Pluk! Bidang kotak kecil dalam bungkusan plastik itu jatuh ke wadah saat istri saya menuangkan kuaci ke wadah agar kantongnya bisa dipakai untuk menampung kulit.
Lempengan tebal lunak itu putih polos. Saya balik ada gambarnya. Saya kira tempelan kulkas. Ternyata bukan. Itu sebuah notes. Saya amati, ada karakter Tahilalats karya Nurfadli Mursyid dari Studio Mind Blowon.
Oh, ternyata kuaci cap Rebo, yang dulu saya kira impor dari RRC, membonuskan notes kecil berjenama Tahilalats, komik kartun Indonesia yang berjaya, merasuki milenial sejak zaman Webtoon. Sudah banyak brands yang bekerja sama dengannya.
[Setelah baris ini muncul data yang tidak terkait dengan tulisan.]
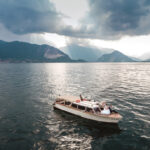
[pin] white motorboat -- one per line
(88, 109)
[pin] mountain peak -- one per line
(115, 56)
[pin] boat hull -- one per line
(86, 115)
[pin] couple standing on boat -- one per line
(105, 109)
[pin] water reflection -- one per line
(96, 130)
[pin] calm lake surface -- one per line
(28, 121)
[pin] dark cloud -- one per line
(106, 19)
(116, 18)
(29, 16)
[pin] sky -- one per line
(122, 25)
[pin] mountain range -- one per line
(115, 56)
(25, 52)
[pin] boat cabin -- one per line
(82, 105)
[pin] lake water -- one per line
(28, 121)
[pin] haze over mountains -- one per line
(21, 51)
(26, 52)
(86, 53)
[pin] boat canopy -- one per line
(69, 98)
(85, 103)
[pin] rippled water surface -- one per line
(28, 121)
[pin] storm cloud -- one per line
(29, 16)
(106, 19)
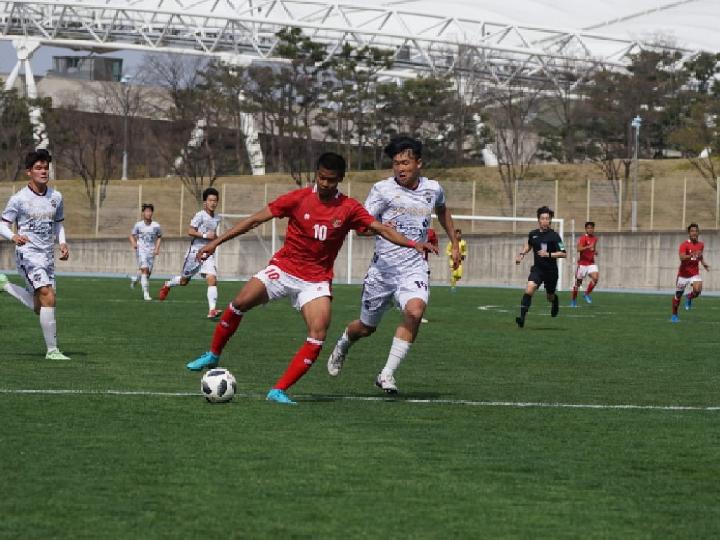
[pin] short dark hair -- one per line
(37, 155)
(401, 144)
(545, 210)
(210, 191)
(332, 162)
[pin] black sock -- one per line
(525, 305)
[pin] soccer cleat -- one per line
(204, 361)
(279, 396)
(335, 362)
(386, 383)
(164, 291)
(55, 354)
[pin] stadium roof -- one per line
(504, 39)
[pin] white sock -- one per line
(344, 343)
(212, 297)
(398, 351)
(47, 323)
(26, 298)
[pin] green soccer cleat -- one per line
(55, 354)
(279, 396)
(207, 360)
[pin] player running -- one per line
(37, 211)
(319, 219)
(203, 229)
(396, 274)
(145, 239)
(691, 255)
(587, 247)
(456, 270)
(547, 248)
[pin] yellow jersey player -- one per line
(456, 273)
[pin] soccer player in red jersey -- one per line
(691, 255)
(319, 219)
(587, 248)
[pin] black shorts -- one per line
(548, 278)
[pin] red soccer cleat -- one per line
(164, 291)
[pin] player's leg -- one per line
(681, 283)
(532, 286)
(694, 293)
(253, 293)
(19, 293)
(375, 299)
(413, 298)
(316, 313)
(551, 293)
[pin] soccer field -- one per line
(601, 423)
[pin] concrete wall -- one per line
(634, 261)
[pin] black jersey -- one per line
(549, 241)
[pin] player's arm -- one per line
(241, 227)
(446, 221)
(60, 235)
(523, 252)
(391, 235)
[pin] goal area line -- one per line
(329, 398)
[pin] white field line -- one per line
(471, 403)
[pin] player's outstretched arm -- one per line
(390, 234)
(241, 227)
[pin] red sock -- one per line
(225, 329)
(300, 364)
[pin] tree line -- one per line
(185, 116)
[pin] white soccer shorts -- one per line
(146, 259)
(191, 266)
(684, 282)
(37, 267)
(382, 291)
(280, 284)
(582, 270)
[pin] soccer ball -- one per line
(218, 385)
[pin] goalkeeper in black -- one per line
(547, 248)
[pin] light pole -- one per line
(126, 109)
(633, 217)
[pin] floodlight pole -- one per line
(126, 106)
(636, 122)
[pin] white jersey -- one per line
(146, 235)
(409, 212)
(35, 216)
(204, 223)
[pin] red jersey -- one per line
(690, 267)
(316, 231)
(587, 256)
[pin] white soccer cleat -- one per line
(335, 362)
(386, 383)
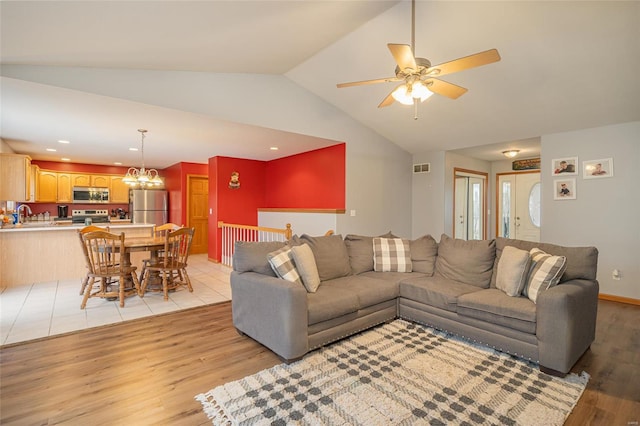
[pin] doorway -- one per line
(470, 200)
(518, 206)
(197, 212)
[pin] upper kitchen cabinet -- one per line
(119, 191)
(47, 186)
(15, 177)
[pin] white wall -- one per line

Sayang notes kecil ini bukan model tempel seperti sticky notes — kalau produk 3M Scotch namanya Post-it dan menjadi nama benda. Hari gini apakah Anda masih butuh notes, yang juga menuntut ketersediaan bolpoin? Atau jangan-jangan tidak butuh, namun dalam keadaan mendesak akan menyobek gerenjeng dalam bungkus rokok teman untuk Anda tulisi.
8 Comments
Sampai hari ini saya masih selalu bawa notes kecil dan alat tulis ke mana2, tapi karena faktor U sekarang pilihan alat tulisnya lebih condong ke pulpen basah, karena terasa relatif lebih enteng saat dipakai menggores dibanding jenis bolpoin lainnya, sehingga tangan pun nggak gampang pegel.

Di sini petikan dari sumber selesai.